Huynh Q K, Snell E E
J Biol Chem. 1985 Mar 10;260(5):2794-7.
The two cysteinyl residues present in histidine decarboxylase from Lactobacillus 30a differ greatly in reactivity. One (class 1) reacts readily in the native state with dithiobis-(2-nitrobenzoate) with complete loss of enzyme activity; the other (class 2) reacts only after denaturation of the enzyme (Lane, R. S., and Snell, E. E. (1976) Biochemistry 15, 4175-4179). These differences in reactivity permitted use of covalent (disulfide) chromatography to isolate separate peptides that contain these two residues. Sequence analysis showed that the class 1 cysteinyl residue is at position 147 in a hydrophilic portion of the alpha chain (Huynh, Q. K., Recsei, P. A., Vaaler, G. L., and Snell, E. E. (1984) J. Biol. Chem. 259, 2833-2839), while the class 2 cysteinyl residue is present at position 71, adjacent to a hydrophobic portion of the same chain. Cysteinyl peptides identical with or homologous to the class 2 cysteinyl peptide of the Lactobacillus 30a enzyme were isolated from the alpha subunits of histidine decarboxylases from Lactobacillus buchneri and Clostridium perfringens, respectively. The L. buchneri enzyme also contained a peptide homologous to the class 1 cysteinyl peptide from Lactobacillus 30a. However, no corresponding peptide was present in the enzyme from C. perfringens, in which the second cysteinyl residue of the alpha chain occupies position 3, very near the essential pyruvoyl residue. This enzyme, unlike those from Lactobacillus 30a or L. buchneri, also contains one cysteinyl residue in its beta chain. Although Cys 147 is an active site residue in histidine decarboxylase from Lactobacillus 30a, the absence of a corresponding residue in the C. perfringens enzyme confirms previous indications (Recsei, P. A., and Snell, E. E. (1982) J. Biol. Chem. 257, 7196-7202) that this SH group is not essential for decarboxylase action.

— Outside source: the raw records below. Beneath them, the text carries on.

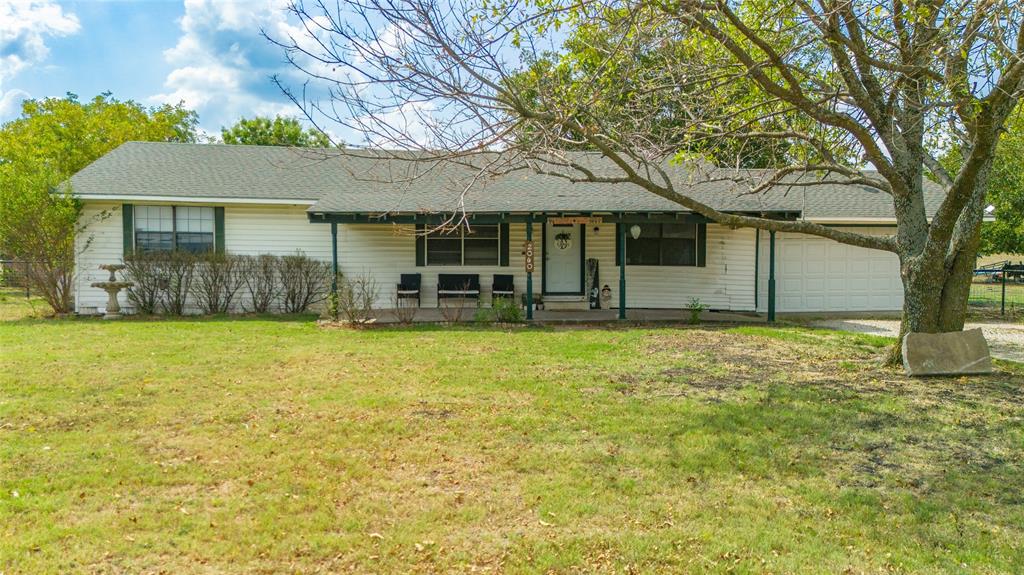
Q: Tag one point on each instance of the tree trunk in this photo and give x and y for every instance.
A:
(935, 294)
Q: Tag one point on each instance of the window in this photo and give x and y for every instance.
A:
(477, 248)
(663, 245)
(163, 228)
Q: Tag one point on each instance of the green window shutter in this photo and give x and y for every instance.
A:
(128, 227)
(503, 250)
(701, 245)
(619, 247)
(218, 229)
(421, 247)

来自乳酸杆菌30a的组氨酸脱羧酶中存在的两个半胱氨酰残基的反应活性差异很大。其中一个(1类)在天然状态下能与二硫代双(2-硝基苯甲酸)迅速反应,导致酶活性完全丧失;另一个(2类)仅在酶变性后才会反应(莱恩,R.S.,和斯内尔,E.E.(1976年)《生物化学》15卷,4175 - 4179页)。这些反应活性的差异使得可以利用共价(二硫键)色谱法分离出包含这两个残基的不同肽段。序列分析表明,1类半胱氨酰残基位于α链亲水区的第147位(胡恩,Q.K.,雷克西,P.A.,瓦勒,G.L.,和斯内尔,E.E.(1984年)《生物化学杂志》259卷,2833 - 2839页),而2类半胱氨酰残基位于第71位,与同一条链的疏水区相邻。分别从布氏乳酸杆菌和产气荚膜梭菌的组氨酸脱羧酶的α亚基中分离出了与乳酸杆菌30a酶的2类半胱氨酰肽相同或同源的半胱氨酰肽。布氏乳酸杆菌酶还含有一个与乳酸杆菌30a的1类半胱氨酰肽同源的肽段。然而,产气荚膜梭菌的酶中不存在相应的肽段,在该酶中α链的第二个半胱氨酰残基位于第3位,非常靠近必需的丙酮酸残基。与乳酸杆菌30a或布氏乳酸杆菌的酶不同,该酶的β链中也含有一个半胱氨酰残基。虽然半胱氨酸147是乳酸杆菌30a组氨酸脱羧酶的一个活性位点残基,但产气荚膜梭菌酶中不存在相应的残基,这证实了之前的研究结果(雷克西,P.A.,和斯内尔,E.E.(1982年)《生物化学杂志》257卷,7196 - 7202页),即这个巯基对于脱羧酶的作用并非必需。